Marie did, indeed, take a bath. Such a luxury, time spent on herself when she should have been cleaning, or catching up on that night’s batch of work, or taking the soup to her mother with Aleta. But she didn’t. She did neither of those things.

She pinned her dark hair up. It was thick and streaked with gray, but sometimes it still managed beauty. She liked to think so, anyway, when she caught unexpected glimpses of herself in mirrors and store windows.

“I don’t look half bad,” she sometimes mused, and very nearly tossed her head. If she did so, perhaps her hair would fall over one eye. Perhaps it would hide the heavy circles under it, the weariness that peered out of her irises. Perhaps somebody’s eyes would be drawn to that rather foppish section of hair instead of the worry lines around her mouth.

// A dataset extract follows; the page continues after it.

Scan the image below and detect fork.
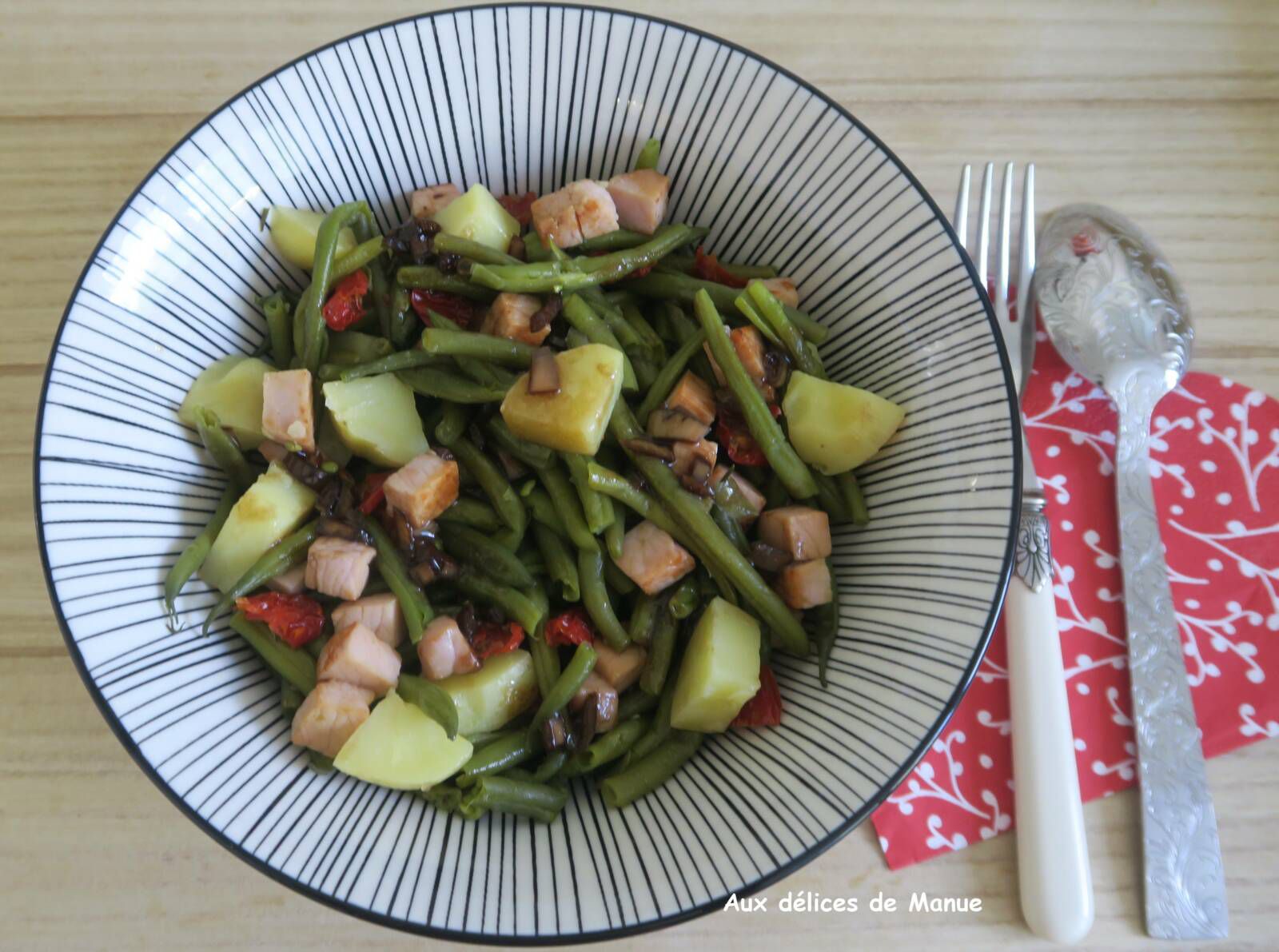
[954,162,1094,943]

Worry lines. Not laugh lines. Grim Marie knew this, knew there was a difference. She knew she wore her station and her sorrows on her face like other ladies wore fine hats. Her eyes would skitter away from her reflection, and she’d continue on, her head down, her fingers counting the few dollars in her pocket.

But now, she thought no such thing. She pinned her hair high on her head. The water was decadent, almost unseemly hot, and she had put in a little hand soap to create bubbles.

“Mom,” Aleta had told her before, rolling her eyes. “I have some real bath stuff. Good stuff. You should use it. Stop acting so poor all of the time. If you do, it’ll stick.”

“One day I’ll buy my own,” she had promised, and she meant it at the time. She still did. But now was not that time, and the “good stuff” belonged to Aleta. She didn’t want to use it. Besides, the hand soap smelled good, as it should. She had made it herself. And it didn’t remind her of working, as dish soap did. This bath was enough luxury without completely losing her head over it.

Well. Maybe a little. She could perhaps go a bit wild.

She took down a candle, precious to her. Something small and meaningless, perhaps, to somebody else. An extra gift for Christmas. Something that came free when you ordered something in the mail. She couldn’t remember exactly, but she knew this candle meant time, and it meant a touch of elegance, and it meant that she was doing something for herself because she, Marie, was a good person and deserved good things.

This made her sniffle and rub at her face with the back of her hand. And that made her laugh. Then it made her cry. Who was she to believe she deserved so little? She had been full of dreams, once. She and her husband and Aleta, all.

Misplaced dreams. Ill-suited dreams. Nearly unseemly in her unabashed, wide-eyed dreaming of them. She should be embarrassed. She should be ashamed to have dreamed such feral dreams at all. They weren’t for little people and nobodies. They weren’t for her.

Her refuge, reward bath turned into a cold comfort for an undeserving woman. Marie covered her face with her hands and cried. Louder and louder, less and less controlled, she sobbed until she howled, like the ecstatic howl of The Wolf, and these noises covered the scream and cries of her sweet little Aleta as she floundered and eventually fell under The Wolf’s snarling jaws.